Results: HSVtk without PH transplantation after GCV administration developed persistent liver failure with degenerated hepatocytes, persistent elevation of ALT and hepatic p16 mRNA levels, suggesting the existence of cellular senescence in the base of the disease. When autologous GFP-PHs were transplanted to HSVtk, the transplanted cells were successfully engrafted in the liver. Eight weeks after transplantation, serum ALT levels and liver histology were almost normalized, while RIs varied from 19.8 to 73.8%. Since the hepatic p16 mRNA levels were decreased significantly in these mice, the senescence of hepatocytes associated with liver injury was thought to be resolved. On the other hand, allogenic GFP-PHs transplanted to HSVtk were eliminated as early as 1 week after transplantation. In these mice, hepatic p16 mRNA levels were significantly increased at 8 weeks after transplantation, suggesting the aggravation of hepatocyte senescence. FK506 administration to HSVtk protected the transplanted hepatocytes with allogenic background from rejection at 2 weeks after transplantation, but the condition of mice and the senescent status in the liver seemed worsened.

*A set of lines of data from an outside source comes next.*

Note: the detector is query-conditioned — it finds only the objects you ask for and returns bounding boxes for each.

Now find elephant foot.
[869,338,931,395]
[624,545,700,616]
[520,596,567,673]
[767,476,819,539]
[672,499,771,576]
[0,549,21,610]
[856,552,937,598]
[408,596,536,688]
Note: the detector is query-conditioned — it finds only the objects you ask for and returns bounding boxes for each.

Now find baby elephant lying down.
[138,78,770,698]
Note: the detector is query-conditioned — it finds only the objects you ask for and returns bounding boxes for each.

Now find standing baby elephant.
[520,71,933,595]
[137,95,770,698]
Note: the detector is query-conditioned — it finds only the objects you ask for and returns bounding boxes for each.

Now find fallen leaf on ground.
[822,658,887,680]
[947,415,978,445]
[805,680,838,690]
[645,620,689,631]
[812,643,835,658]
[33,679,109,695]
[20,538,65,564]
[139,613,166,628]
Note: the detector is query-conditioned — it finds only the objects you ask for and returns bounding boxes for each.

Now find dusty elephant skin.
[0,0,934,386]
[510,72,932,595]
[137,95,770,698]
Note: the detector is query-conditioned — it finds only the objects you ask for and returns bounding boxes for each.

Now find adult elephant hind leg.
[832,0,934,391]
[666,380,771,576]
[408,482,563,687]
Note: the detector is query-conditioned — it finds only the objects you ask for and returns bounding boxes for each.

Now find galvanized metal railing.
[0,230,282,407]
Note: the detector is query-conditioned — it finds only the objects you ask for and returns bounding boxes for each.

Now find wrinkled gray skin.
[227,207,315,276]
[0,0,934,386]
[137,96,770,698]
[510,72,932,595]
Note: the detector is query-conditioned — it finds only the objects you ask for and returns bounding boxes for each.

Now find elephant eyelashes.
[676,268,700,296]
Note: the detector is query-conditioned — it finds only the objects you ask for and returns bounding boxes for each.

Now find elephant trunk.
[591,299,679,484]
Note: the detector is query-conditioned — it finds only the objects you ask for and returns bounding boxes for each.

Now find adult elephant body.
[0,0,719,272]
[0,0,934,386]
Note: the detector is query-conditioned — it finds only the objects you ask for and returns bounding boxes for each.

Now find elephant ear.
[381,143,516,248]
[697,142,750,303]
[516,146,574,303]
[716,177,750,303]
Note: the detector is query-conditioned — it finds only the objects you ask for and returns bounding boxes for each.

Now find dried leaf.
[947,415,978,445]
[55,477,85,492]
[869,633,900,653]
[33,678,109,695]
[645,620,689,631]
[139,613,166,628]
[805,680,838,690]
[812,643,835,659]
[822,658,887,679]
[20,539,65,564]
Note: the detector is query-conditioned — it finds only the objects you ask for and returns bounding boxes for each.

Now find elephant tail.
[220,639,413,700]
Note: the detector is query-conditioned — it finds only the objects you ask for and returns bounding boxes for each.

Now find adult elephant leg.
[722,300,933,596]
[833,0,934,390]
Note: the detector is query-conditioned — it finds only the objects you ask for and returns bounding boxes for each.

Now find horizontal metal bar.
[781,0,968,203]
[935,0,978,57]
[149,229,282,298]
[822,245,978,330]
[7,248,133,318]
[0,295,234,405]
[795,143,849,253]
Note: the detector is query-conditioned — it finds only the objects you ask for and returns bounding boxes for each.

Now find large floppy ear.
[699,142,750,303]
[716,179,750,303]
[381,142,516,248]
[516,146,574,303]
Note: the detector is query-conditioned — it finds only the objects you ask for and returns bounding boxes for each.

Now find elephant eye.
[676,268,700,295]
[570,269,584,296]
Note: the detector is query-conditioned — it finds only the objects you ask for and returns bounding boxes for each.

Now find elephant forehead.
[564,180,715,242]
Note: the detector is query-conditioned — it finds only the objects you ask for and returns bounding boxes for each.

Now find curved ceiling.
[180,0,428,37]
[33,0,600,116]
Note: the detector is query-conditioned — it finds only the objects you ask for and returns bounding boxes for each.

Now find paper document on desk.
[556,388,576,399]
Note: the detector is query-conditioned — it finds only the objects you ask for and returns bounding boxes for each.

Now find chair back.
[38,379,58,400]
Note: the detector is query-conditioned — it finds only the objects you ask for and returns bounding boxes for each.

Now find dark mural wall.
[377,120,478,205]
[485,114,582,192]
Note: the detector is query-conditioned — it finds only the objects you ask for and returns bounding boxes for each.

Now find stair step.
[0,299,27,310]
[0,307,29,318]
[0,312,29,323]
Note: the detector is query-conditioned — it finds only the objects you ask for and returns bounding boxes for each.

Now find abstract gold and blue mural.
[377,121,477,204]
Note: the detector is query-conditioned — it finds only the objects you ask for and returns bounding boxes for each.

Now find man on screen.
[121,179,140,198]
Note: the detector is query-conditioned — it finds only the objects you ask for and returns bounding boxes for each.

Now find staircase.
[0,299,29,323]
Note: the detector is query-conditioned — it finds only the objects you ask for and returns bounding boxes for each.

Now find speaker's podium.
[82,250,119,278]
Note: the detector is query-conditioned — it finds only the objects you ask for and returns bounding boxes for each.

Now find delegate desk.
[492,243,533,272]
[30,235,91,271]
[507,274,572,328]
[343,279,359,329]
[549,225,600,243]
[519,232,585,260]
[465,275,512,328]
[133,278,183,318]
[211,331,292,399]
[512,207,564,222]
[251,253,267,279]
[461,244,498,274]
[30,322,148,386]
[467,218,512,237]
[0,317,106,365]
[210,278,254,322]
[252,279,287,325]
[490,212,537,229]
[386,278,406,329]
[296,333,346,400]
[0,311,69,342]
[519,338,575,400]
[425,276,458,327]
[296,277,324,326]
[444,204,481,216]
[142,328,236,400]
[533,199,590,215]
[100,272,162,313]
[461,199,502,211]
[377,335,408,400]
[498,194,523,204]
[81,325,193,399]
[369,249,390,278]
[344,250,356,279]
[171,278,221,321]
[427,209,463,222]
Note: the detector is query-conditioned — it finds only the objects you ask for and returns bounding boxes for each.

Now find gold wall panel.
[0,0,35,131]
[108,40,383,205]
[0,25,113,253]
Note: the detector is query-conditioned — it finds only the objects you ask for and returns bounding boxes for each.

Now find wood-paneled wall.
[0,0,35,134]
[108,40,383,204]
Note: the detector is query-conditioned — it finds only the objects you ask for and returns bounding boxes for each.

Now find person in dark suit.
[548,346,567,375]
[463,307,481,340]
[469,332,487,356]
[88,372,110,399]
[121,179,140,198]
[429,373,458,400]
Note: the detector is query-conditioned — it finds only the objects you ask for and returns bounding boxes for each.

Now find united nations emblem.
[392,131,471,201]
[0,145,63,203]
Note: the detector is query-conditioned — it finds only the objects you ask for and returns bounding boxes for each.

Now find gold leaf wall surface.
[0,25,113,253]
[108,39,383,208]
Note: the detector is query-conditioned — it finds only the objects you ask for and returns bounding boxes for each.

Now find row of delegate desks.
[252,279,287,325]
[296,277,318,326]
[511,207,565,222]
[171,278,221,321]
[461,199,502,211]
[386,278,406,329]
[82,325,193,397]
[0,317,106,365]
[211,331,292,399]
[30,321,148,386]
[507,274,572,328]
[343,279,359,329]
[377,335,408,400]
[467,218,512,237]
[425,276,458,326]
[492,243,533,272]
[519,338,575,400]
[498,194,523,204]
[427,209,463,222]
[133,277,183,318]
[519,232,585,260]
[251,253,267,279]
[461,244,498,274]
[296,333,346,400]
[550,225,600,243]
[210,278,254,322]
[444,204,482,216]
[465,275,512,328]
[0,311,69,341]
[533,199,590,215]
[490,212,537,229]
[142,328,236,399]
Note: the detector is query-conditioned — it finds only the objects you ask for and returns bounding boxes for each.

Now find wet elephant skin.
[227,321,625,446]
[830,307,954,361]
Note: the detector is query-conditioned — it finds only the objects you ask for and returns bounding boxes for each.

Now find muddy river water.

Conclusions: The mouse model with HSVtk/GCV system was useful for studying the mechanism of liver regeneration and the immune rejection responses in the hepatocyte transplantation treatment. It may also be utilized to develop the effective remedies to avoid immune rejection.

Keywords: Cellular senescence; Hepatocyte transplantation; Immune rejection; Liver failure; Liver regeneration.